This blog has already introduced the case (here) and set out why the majority opinion is shoddy even on its own terms (here).

Instead of summarising and paraphrasing her dissent, there are passages which need to be read in the original. Some people are deterred from reading formal(-looking) documents like judgments, and so in this post I am setting out what she said. Please read what is set out below (which I have broken up into smaller paragraphs).

“Children born in the United States and subject to its laws are United States citizens. That has been the legal rule since the founding, and it was the English rule well before then.

“This Court once attempted to repudiate it, holding in Dred Scott v. Sandford, 19 How. 393 (1857), that the children of enslaved black Americans were not citizens.

“To remedy that grievous error, Congress passed in 1866 and the States ratified in 1868 the Fourteenth Amendment’s Citizenship Clause, which enshrined birthright citizenship in the Constitution.

“There it has remained, accepted and respected by Congress, by the Executive, and by this Court.

“Until today.

“It is now the President who attempts, in an Executive Order (Order or Citizenship Order), to repudiate birthright citizenship.

“Every court to evaluate the Order has deemed it patently unconstitutional and, for that reason, has enjoined the Federal Government from enforcing it.

Undeterred, the Government now asks this Court to grant emergency relief, insisting it will suffer irreparable harm unless it can deprive at least some children born in the United States of citizenship. […]

“The Government does not ask for complete stays of the injunctions, as it ordinarily does before this Court.

“Why?

The answer is obvious: To get such relief, the Government would have to show that the Order is likely constitutional, an impossible task in light of the Constitution’s text, history, this Court’s precedents, federal law, and Executive Branch practice.

“So the Government instead tries its hand at a different game. It asks this Court to hold that, no matter how illegal a law or policy, courts can never simply tell the Executive to stop enforcing it against anyone.

“Instead, the Government says, it should be able to apply the Citizenship Order (whose legality it does not defend) to everyone except the plaintiffs who filed this lawsuit.

“The gamesmanship in this request is apparent and the Government makes no attempt to hide it.

“Yet, shamefully, this Court plays along. A majority of this Court decides that these applications, of all cases, provide the appropriate occasion to resolve the question of universal injunctions and end the centuries-old practice once and for all. In its rush to do so the Court disregards basic principles of equity as well as the long history of injunctive relief granted to nonparties.

“No right is safe in the new legal regime the Court creates. Today, the threat is to birthright citizenship. Tomorrow, a different administration may try to seize firearms from lawabiding citizens or prevent people of certain faiths from gathering to worship.
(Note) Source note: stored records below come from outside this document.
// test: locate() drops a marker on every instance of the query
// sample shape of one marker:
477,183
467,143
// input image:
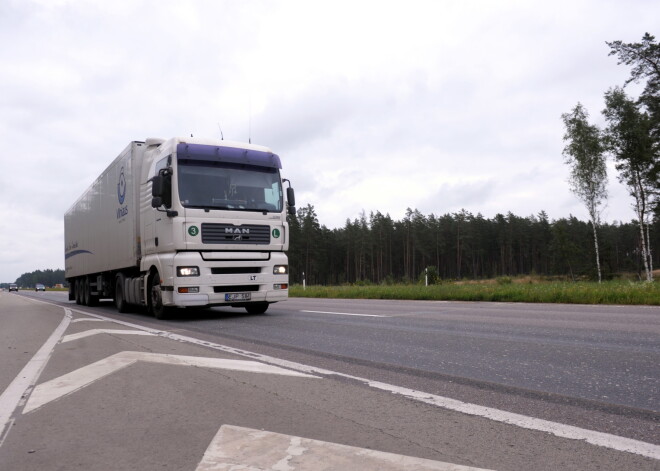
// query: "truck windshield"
221,185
“The majority holds that, absent cumbersome class-action litigation, courts cannot completely enjoin even such plainly unlawful policies unless doing so is necessary to afford the formal parties complete relief. That holding renders constitutional guarantees meaningful in name only for any individuals who are not parties to a lawsuit.

“Because I will not be complicit in so grave an attack on our system of law, I dissent.

[…]

“The rule of law is not a given in this Nation, nor any other. It is a precept of our democracy that will endure only if those brave enough in every branch fight for its survival.

Today, the Court abdicates its vital role in that effort. With the stroke of a pen, the President has made a “solemn mockery” of our Constitution. Peters, 5 Cranch, at 136.

“Rather than stand firm, the Court gives way.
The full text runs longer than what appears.